From the following model problem:
$$\frac{\partial u}{\partial t}+V \cdot \operatorname{grad}(u)=\operatorname{div}(K \cdot \operatorname{grad}(u))+f(x, t)$$
where $K$ characterize the diffusion, and $V$ is transport speed of the scalar field $u$
I can't find by using the change of variable $\tilde{u}=u(\tilde{x}, \tilde{t})$ such as $\tilde{x}=x-Wt$ and $\tilde{t}=t$ why $\tilde{u}$ verify
$$\frac{\partial \tilde{u}}{\partial t}+(V-W) \cdot \operatorname{grad}(\bar{u})=\operatorname{div}(K \cdot \operatorname{grad}(\tilde{u}))+f(\tilde{x}, \tilde{t})$$
This is a travelling wave Ansatz.
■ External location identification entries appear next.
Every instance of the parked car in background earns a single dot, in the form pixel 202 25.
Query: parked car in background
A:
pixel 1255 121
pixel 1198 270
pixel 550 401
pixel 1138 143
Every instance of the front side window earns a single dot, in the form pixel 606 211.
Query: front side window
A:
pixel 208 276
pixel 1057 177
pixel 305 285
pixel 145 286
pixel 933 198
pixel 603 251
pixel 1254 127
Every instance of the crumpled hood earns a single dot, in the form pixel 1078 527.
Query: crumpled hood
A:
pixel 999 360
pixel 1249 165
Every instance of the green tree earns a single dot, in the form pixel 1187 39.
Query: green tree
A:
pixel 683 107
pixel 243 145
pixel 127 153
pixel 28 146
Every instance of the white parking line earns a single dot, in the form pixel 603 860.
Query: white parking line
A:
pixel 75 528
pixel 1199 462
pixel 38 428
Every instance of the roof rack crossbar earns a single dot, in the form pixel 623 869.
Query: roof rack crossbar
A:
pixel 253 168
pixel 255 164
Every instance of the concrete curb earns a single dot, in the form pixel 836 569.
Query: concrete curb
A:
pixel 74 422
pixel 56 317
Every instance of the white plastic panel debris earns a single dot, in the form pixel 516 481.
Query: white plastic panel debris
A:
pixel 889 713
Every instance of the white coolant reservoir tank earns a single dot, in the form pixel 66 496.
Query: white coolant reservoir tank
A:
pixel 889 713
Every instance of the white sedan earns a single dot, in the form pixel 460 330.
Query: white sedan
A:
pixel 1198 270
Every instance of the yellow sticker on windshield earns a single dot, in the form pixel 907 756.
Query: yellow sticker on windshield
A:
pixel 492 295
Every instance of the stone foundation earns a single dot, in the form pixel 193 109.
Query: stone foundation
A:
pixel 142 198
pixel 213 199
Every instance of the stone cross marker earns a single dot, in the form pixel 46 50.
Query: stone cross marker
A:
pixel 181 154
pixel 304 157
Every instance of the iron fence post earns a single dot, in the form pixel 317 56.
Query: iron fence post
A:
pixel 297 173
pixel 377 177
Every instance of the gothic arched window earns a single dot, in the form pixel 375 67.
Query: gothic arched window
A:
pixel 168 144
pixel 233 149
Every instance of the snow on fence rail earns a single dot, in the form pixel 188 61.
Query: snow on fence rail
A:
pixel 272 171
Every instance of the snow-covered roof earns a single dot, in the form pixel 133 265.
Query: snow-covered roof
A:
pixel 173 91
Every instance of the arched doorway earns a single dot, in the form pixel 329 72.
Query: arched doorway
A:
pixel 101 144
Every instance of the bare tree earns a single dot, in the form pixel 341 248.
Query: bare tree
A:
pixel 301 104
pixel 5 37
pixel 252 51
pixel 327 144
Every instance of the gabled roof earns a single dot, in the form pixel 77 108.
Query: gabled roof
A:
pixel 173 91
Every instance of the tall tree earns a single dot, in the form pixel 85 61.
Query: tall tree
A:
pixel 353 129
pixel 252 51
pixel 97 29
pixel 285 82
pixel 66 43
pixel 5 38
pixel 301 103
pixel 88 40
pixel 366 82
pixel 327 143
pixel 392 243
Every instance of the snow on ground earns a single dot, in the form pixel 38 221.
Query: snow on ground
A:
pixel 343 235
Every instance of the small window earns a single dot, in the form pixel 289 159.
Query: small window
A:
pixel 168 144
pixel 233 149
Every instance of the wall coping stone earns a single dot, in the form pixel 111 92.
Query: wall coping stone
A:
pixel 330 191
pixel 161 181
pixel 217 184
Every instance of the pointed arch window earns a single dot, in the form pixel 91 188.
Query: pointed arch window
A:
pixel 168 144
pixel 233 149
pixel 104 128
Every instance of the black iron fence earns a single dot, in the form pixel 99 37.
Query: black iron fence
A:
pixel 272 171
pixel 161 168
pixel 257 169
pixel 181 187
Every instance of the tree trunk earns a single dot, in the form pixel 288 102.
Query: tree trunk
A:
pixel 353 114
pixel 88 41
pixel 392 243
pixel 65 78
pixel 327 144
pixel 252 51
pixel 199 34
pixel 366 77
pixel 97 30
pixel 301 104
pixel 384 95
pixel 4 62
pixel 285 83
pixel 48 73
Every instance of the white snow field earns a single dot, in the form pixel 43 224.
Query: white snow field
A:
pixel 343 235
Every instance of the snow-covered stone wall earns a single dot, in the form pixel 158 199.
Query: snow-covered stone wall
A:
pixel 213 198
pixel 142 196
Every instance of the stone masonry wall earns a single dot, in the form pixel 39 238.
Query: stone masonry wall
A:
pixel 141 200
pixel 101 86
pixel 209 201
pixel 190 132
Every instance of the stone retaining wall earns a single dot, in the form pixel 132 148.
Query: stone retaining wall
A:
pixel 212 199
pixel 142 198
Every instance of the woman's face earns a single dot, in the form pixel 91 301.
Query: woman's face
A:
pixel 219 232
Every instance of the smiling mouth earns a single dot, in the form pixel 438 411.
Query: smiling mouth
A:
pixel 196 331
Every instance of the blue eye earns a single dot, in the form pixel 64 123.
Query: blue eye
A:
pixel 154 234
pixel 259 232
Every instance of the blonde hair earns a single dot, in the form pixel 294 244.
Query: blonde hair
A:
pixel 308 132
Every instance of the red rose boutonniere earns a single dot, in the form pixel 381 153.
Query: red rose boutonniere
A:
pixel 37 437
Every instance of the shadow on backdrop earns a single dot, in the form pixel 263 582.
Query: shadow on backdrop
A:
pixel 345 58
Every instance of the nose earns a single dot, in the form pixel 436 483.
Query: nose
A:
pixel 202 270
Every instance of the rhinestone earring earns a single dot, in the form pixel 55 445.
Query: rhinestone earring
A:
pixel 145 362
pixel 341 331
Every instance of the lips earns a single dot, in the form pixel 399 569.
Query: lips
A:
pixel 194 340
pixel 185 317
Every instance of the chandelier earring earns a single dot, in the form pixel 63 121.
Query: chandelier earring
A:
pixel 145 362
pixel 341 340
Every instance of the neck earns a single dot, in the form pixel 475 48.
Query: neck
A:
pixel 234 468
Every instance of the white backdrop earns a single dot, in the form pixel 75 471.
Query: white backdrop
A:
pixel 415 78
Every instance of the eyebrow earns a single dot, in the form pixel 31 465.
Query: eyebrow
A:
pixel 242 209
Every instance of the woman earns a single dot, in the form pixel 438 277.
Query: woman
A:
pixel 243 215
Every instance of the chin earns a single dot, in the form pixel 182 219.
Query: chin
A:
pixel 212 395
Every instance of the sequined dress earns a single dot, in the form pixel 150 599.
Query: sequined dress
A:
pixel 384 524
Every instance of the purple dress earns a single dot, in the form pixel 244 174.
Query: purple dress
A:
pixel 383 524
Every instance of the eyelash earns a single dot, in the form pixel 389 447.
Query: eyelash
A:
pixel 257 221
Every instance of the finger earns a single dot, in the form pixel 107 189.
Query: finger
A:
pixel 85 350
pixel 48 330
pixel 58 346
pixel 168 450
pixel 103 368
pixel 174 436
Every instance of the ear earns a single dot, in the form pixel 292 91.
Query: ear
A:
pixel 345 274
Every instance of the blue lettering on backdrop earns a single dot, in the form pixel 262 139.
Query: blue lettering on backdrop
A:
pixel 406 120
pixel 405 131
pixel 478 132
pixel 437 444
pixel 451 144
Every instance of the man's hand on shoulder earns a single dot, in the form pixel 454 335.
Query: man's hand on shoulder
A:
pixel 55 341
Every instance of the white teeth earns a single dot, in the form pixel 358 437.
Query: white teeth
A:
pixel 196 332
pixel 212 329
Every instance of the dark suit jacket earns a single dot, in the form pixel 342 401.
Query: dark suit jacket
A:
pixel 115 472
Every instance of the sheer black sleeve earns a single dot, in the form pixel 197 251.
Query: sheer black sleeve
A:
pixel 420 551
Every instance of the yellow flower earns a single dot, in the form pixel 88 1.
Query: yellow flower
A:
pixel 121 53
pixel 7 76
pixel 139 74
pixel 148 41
Using the chain rule for $u = \tilde u (\tilde x,\tilde t)$, we find \begin{aligned} \partial_t u &= \frac{\partial \tilde u}{\partial \tilde x} \frac{\partial \tilde x}{\partial t} + \frac{\partial \tilde u}{\partial \tilde t}\frac{\partial \tilde t}{\partial t} = \partial_{\tilde t} \tilde u - W \partial_{\tilde x} \tilde u \end{aligned} and similarly $\partial_x u = \partial_{\tilde x} \tilde u$. Thus, the gradient is unchanged, only the time derivative is modified. The proposed PDE then follows directly.